Introduction: The primary objective of this paper is to evaluate the safety impacts of red-light running camera (RLC) system installation and then deactivation at 48 intersections in Houston, Texas. The second objective is to evaluate the spillover effect at nearby non-treated intersections in Houston after the deactivation.
Methods: To accomplish study objectives, an Empirical Bayes (EB) before-after analysis was used.
Results: The results indicate statistically significant collision reductions on all red-light running (RLR) crash types (37 percent) as well as right-angle RLR crashes (47 percent) at the treated intersections after RLC activation.

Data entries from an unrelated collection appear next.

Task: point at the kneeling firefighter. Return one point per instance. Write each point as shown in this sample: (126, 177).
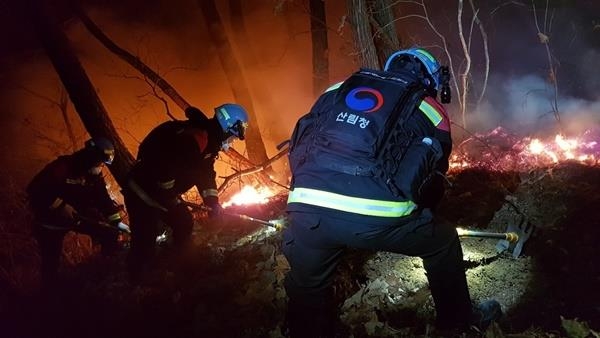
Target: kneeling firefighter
(69, 194)
(368, 164)
(173, 158)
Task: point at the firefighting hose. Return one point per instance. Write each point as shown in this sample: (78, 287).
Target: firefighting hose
(511, 237)
(121, 227)
(278, 224)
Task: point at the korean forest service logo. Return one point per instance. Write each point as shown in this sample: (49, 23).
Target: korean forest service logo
(364, 99)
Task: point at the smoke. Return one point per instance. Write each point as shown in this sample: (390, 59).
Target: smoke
(528, 105)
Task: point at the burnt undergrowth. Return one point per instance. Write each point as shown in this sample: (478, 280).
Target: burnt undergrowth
(230, 283)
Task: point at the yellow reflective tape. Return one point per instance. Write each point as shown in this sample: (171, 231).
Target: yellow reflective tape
(210, 192)
(114, 217)
(427, 54)
(334, 87)
(57, 202)
(432, 114)
(167, 184)
(362, 206)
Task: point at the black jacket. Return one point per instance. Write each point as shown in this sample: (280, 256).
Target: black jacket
(176, 156)
(66, 180)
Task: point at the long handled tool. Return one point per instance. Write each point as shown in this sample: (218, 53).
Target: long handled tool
(275, 223)
(511, 241)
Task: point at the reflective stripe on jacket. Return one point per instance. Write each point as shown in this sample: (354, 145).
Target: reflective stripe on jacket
(357, 205)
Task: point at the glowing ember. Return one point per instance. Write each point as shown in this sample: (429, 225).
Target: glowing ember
(499, 150)
(250, 195)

By way of comparison, the RLC deactivation analysis indicated that crashes increased by 20 percent for all RLR crash types and by 23 percent in right-angle RLR crashes at the formerly treated intersections. After deactivation, all severity RLR crashes increased more than expected at nearby non-treated intersections, which indicates the possibility of an adverse spillover effect. However, fatal/injury crashes associated with rear-end decreased after deactivation at both formerly treated and non-treated intersections, although those rear-end crashes account for smaller proportions when compared to all crash types/right-angle crashes.
Practical applications: Overall, removing RLC treatments results in a negative reaction to the safety benefits that the treatment provides when it is in place and actively working and to the nearby intersections where the treatment has not been implemented. This study helps define the effects that RLCs have on safety at signalized intersections after installation and deactivation.
Keywords: Cameras deactivation; Enforcement; Intersection safety; Red-light running cameras.